The bank said deposits were $140.05 billion for the first three months of the year, beating analyst estimates of $119 billion. The SVB acquisition added a $9.82 billion preliminary gain to First Citizens’ net income and contributed $65 million of its $850 million in net interest income for the quarter, it said in a statement.
First Citizens earnings give investors the first significant look at how its rescue deal for SVB in late March — which vaulted it into the top 15 US banks — impacted the lender. First Citizens had agreed to buy $72 billion of SVB’s assets at a discount of $16.5 billion, and assumed $56 billion of its deposits. It said at that time that 17 legacy branches will begin operating as Silicon Valley Bank, a division of First Citizens.
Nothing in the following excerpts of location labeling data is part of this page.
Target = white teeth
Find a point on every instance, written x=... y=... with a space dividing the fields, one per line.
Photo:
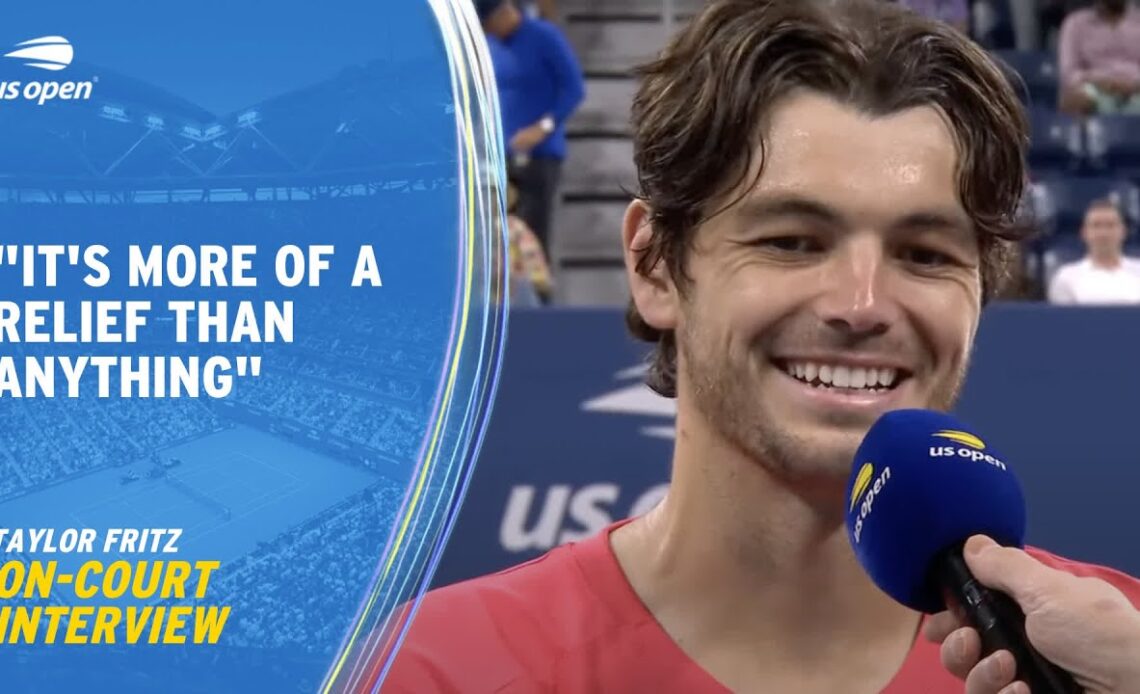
x=841 y=376
x=887 y=377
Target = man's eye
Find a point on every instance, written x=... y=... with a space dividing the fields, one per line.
x=927 y=256
x=791 y=244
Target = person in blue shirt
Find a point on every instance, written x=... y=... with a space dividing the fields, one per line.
x=540 y=84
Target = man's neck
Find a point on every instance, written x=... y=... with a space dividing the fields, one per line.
x=747 y=572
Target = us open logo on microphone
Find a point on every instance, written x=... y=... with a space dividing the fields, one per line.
x=971 y=448
x=51 y=54
x=866 y=491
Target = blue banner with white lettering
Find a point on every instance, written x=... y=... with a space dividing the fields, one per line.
x=579 y=442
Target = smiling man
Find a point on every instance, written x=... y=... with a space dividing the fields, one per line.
x=828 y=198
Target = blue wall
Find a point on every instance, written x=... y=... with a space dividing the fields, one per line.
x=575 y=442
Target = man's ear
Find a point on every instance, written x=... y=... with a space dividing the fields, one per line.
x=654 y=293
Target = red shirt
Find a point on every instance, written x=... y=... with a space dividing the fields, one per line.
x=569 y=622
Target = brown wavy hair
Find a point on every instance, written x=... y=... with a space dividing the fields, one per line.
x=701 y=107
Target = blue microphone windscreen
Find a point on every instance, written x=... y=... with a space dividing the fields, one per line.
x=922 y=482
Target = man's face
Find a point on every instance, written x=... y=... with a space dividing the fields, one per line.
x=1104 y=231
x=844 y=285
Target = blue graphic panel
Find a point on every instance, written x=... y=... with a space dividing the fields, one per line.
x=249 y=323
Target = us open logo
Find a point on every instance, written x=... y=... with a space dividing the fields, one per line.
x=51 y=54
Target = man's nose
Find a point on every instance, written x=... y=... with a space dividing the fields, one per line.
x=857 y=299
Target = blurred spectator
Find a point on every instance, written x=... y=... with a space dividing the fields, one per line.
x=546 y=9
x=955 y=13
x=1099 y=58
x=1105 y=275
x=540 y=86
x=530 y=276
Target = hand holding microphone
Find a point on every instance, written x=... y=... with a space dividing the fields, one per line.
x=1083 y=625
x=921 y=487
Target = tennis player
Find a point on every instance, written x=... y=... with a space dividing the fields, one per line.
x=828 y=193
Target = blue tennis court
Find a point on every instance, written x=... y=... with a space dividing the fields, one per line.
x=229 y=491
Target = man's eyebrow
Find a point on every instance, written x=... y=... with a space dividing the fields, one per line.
x=763 y=209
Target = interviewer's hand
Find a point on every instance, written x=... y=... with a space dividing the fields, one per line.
x=1082 y=625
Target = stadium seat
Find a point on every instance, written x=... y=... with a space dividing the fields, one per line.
x=1057 y=144
x=1059 y=203
x=1114 y=145
x=605 y=108
x=1037 y=70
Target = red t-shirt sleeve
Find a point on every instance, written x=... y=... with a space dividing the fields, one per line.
x=1122 y=581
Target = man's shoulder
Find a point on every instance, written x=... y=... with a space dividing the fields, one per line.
x=507 y=629
x=1125 y=584
x=1079 y=17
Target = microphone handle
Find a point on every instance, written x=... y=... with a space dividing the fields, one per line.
x=1001 y=623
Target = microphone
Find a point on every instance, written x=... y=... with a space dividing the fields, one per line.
x=921 y=484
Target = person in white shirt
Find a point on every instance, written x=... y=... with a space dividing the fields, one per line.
x=1105 y=275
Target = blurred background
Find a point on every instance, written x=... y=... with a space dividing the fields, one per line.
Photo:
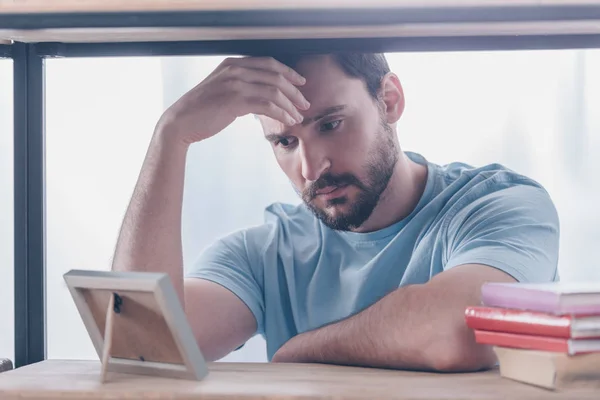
x=529 y=110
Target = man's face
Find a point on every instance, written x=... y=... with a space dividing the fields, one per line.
x=341 y=158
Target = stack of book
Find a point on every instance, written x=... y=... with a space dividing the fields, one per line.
x=546 y=335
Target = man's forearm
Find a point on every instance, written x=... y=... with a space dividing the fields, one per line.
x=150 y=236
x=415 y=327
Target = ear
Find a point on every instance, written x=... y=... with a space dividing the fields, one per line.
x=392 y=96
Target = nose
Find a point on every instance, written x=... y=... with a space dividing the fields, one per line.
x=314 y=161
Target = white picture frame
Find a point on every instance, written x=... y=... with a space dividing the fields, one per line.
x=147 y=334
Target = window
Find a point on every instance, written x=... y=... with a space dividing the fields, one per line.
x=529 y=110
x=7 y=344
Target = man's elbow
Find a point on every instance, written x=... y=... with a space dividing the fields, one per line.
x=460 y=354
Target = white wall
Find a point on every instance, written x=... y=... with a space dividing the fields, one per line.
x=529 y=110
x=7 y=343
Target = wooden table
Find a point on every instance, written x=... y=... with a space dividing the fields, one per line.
x=393 y=20
x=58 y=379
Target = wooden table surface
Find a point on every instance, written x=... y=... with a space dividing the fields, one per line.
x=62 y=379
x=102 y=9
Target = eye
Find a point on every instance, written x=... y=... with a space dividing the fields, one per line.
x=285 y=142
x=330 y=126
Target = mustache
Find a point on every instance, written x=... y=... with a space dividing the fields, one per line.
x=330 y=180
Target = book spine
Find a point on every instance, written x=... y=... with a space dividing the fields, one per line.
x=529 y=342
x=517 y=321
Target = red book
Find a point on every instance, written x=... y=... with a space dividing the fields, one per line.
x=532 y=323
x=543 y=343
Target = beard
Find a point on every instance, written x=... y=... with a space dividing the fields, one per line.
x=379 y=168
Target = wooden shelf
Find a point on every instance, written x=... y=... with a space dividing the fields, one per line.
x=86 y=21
x=57 y=379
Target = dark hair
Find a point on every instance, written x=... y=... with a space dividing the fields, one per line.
x=369 y=67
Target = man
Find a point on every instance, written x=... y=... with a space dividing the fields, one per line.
x=377 y=265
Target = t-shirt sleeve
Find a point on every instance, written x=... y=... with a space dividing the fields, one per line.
x=234 y=262
x=515 y=229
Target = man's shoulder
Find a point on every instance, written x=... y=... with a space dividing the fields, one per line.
x=468 y=182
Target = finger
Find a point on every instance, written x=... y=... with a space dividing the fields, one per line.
x=262 y=106
x=271 y=94
x=251 y=75
x=267 y=63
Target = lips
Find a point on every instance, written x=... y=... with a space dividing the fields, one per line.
x=327 y=189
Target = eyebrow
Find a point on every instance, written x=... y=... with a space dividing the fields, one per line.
x=273 y=137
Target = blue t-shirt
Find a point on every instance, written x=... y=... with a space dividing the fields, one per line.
x=295 y=274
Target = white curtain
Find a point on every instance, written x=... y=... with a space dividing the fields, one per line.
x=530 y=110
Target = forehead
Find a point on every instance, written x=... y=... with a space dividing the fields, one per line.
x=327 y=85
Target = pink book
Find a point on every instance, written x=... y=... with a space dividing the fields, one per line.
x=558 y=298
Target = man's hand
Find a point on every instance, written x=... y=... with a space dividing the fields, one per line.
x=418 y=327
x=237 y=87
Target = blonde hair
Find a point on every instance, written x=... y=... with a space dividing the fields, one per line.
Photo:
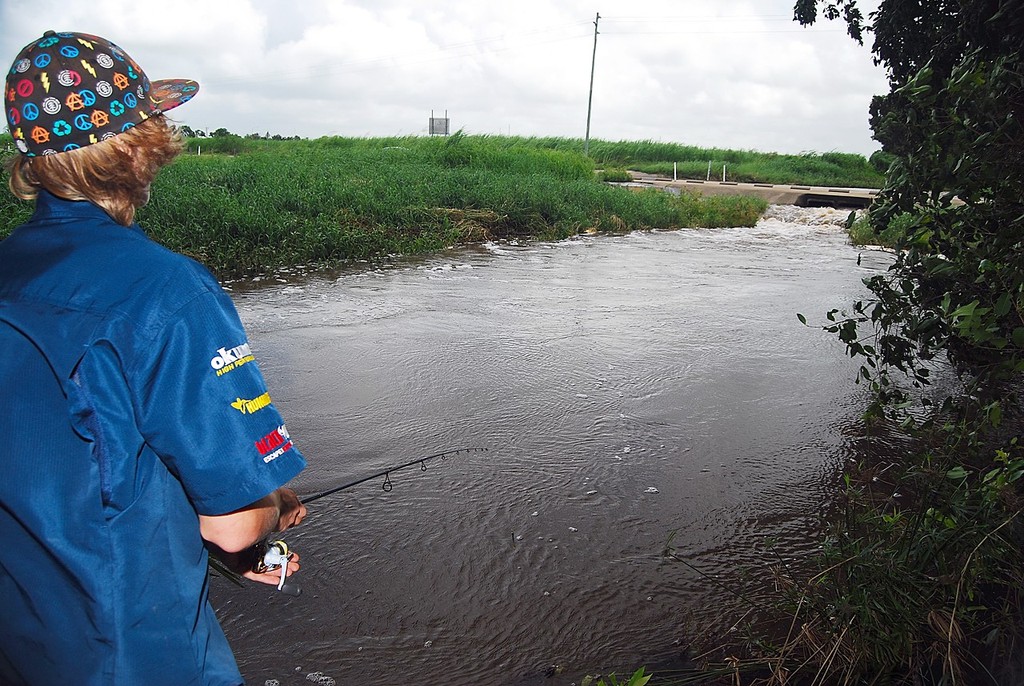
x=114 y=174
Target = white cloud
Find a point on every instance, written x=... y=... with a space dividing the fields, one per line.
x=725 y=74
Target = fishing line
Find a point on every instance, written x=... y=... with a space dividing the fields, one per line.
x=386 y=473
x=272 y=555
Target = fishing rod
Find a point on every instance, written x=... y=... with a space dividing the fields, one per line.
x=386 y=473
x=271 y=555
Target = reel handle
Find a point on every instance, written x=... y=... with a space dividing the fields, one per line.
x=272 y=555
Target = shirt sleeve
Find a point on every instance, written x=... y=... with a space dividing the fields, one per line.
x=205 y=409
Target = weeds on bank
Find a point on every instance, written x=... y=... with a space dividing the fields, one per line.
x=284 y=203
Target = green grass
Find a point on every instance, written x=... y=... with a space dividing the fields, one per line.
x=247 y=206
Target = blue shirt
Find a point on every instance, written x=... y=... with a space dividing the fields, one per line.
x=131 y=403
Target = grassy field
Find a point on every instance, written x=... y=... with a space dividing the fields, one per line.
x=247 y=206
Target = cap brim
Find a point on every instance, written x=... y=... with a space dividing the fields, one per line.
x=166 y=94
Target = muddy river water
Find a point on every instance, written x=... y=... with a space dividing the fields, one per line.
x=628 y=389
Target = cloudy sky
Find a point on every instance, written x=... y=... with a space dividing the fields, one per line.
x=727 y=74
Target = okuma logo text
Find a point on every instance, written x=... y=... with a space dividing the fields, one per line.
x=228 y=359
“In an environment of macroeconomic challenges and uncertainties, we continue to operate with solid capital and liquidity positions,” Frank Holding Jr., chief executive officer of Raleigh, North Carolina-based First Citizens, said in a statement. “We remain encouraged by the resiliency of our clients in the face of elevated inflation and rising interest rates and we look forward to continuing to support them.”
First Citizens forecast full-year deposits to drop slightly, ending the year between $132 billion and $137 billion — a range that still beat analyst estimates. It expects adjusted non-interest expenses to hit between $1.25 billion to $1.3 billion next quarter, from $677 million in the first three months of the year.
The company also predicts its net-charge off ratio for the full year in the range of 25 to 35 basis points. Second quarter charge-offs would be in the 35 to 45 basis point range, which includes a $45 million charge-off related to the SVB acquisition included in purchase accounting.
In an “abundance of caution,” First Citizens also increased funding with the Federal Home Loan Bank system by $4.3 billion in March, when the turmoil engulfed a number of regional lenders including New York-based Signature Bank. Provisions for credit losses were $783 million in the first quarter, compared to $79 million at the end of the year, owing to the SVB acquisition, it said.
SVB unraveled in less than 48 hours in early March after a rush of customer withdrawals forced it to take huge losses on sales of securities which lost value as interest rates climbed. First Citizens has experience buying broken rivals. It acquired more than 20 FDIC-assisted banks since 2009, striking a series of deals after the financial crisis from Washington to Wisconsin to Pennsylvania.